Ya eso da una pista sobre la orientación de las memorias de Rossanda. No hay en La muchacha del siglo pasado nada que se pueda considerar contribución personal al enaltecimiento del mito. Si, a pesar de la declaración inicial de su autora, aún hubiera que conservar la palabra que emplean personas que le admiran se podría decir que la sustancia de este ensayo autobiográfico es la narración reflexiva de la vida de una mujer, protagonista de la historia del comunismo, antes de que su actuación y las circunstancias que han condicionado ésta la convirtieran precisamente en ese mito. Pues Rossanda habla en el libro de su infancia y adolescencia, de sus estudios universitarios, de su maduración política al final de la segunda guerra mundial, de su actividad como responsable de la política cultural del PCI, de la batalla de las ideas en las décadas de los cincuenta y los sesenta, de los encuentros y desencuentros ocurridos durante esos años y de muchas otras cosas interesantes, pero termina su relato en 1969, en el momento de su expulsión del partido comunista, o sea, precisamente en el momento en que empezó a ser conocida y reconocida fuera de Italia. Lo que vino después de la creación de Il Manifesto, los cuarenta años de singular aventura político-cultural que han hecho de ella una leyenda, queda fuera de consideración. Eso es, como ella dice al final del libro (tal vez anunciando su continuación), «otra historia».

Tampoco quiere Rossanda que La muchacha del siglo pasado sea leído como un libro de historia. Y, en efecto, no es un libro en el que la protagonista de la historia pretenda combinar y amalgamar los recuerdos propios de acontecimientos vividos con la reconstrucción historiográfica de los hechos, precisamente documentada, desde la perspectiva que da el tiempo pasado. En esto el libro de Rossanda se diferencia de otras memorias publicadas. Pues no son pocas las memorias de protagonistas de la historia del siglo XX en las que el que escribe o la que escribe se dedica a romper todos los espejos en los que sus contemporáneos se miraron (o dijeron que se miraban) para, al final, dejar intacto un único espejo, el que devuelve el rostro propio idealizado, el espejo del cuento de Blancanieves que dice siempre a la madastra lo hermosa que es cuando se mira en él.

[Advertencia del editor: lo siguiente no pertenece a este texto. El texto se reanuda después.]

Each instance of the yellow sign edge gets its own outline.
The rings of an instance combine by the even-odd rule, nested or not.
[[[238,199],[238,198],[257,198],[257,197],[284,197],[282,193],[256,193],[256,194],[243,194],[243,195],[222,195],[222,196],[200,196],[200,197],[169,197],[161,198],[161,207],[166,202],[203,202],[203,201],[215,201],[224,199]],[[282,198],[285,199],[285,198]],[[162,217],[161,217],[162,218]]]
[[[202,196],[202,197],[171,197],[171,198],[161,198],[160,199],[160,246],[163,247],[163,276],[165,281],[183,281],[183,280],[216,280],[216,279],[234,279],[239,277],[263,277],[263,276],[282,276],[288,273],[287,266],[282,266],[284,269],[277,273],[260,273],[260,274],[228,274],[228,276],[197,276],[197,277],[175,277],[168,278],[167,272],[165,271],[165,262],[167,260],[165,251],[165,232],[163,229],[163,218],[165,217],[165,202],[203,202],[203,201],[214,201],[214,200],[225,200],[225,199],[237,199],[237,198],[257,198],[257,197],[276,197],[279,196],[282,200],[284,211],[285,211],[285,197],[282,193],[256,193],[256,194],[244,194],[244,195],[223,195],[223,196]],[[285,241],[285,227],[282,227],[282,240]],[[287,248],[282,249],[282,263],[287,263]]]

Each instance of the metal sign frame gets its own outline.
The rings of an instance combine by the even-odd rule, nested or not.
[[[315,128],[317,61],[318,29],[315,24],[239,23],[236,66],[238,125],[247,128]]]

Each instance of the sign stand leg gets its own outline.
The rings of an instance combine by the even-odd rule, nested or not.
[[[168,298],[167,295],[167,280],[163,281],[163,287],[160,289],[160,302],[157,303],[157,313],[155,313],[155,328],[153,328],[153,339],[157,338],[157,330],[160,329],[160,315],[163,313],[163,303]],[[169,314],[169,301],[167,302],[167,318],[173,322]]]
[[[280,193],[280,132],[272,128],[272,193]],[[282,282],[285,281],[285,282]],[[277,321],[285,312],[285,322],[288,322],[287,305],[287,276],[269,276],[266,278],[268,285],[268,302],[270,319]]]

Rossanda sabe de los agujeros de la memoria personal y de las trampas de la memoria que se presenta a sí misma como reconstrucción fetén de los hechos históricos colectivos. Ha optado por narrar en primera persona, sin aducir documentos o papeles, a partir de los recuerdos propios y, casi siempre, claro está, reflexionando sobre los hechos que recuerda mejor, o a los que presta mayor atención, para valorar así lo que ella misma hizo (o creyó en su momento estar haciendo) y lo que hacían las personas y personajes con los que se relacionó en aquellos años. El resultado es un libro que combina la calidad literaria (como reconoció en 2005 el jurado del premio Strega), con la honestidad intelectual; un libro que responde, también en primera persona, a la pregunta que muchos pueden hacerse hoy, en la época del libro negro del comunismo: cómo se ha sido comunista y cómo se puede seguir siéndolo, a pesar de todo lo ocurrido y de que la misma persona que escribe es consciente de que está hablando de una historia que acabó mal.

En los primeros capítulos de La muchacha del siglo pasado, Rossanda narra sus recuerdos de la infancia y de la adolescencia en los años de la Italia fascista y de la guerra con una distancia tan calculada como apreciable, sin nostalgia de la edad feliz en años difíciles pero sin resentimiento por los primeros tropiezos, como para que el lector pueda tener desde el principio la idea de que, al menos en su caso, el comunismo no lo encontró en la casa familiar. Y en ese sentido no es casual que los primeros recuerdos que valora desde las alturas de la edad, por lo que anticipan, hayan sido, por una parte, la tendencia a escapar y, por otra, la atracción fatal por los tropiezos, atracción «evocada una y otra vez por los mayores como demostración de una personal inclinación a no estar en el mundo como dios manda».

Al escribir eso no está sugiriendo, sin embargo, la conformación en su caso de un carácter particularmente rebelde desde la más tierna infancia; lo cual ya dice mucho acerca de la madurez de la narradora. Como mucho dice, también, la tranquilidad de espíritu con que reconoce, sin darlo mayor importancia, sus relaciones de entonces con jóvenes fascistas, que era lo habitual, o la declaración de que antes de 1943 su imagen de los comunistas no haya diferido gran cosa de la que estaba difundiendo el régimen mussoliniano, sobre todo en los años de la guerra de España. Comunistas eran para ella entonces, como para tantos otros, «vengadores de los pobres, violentos y temibles».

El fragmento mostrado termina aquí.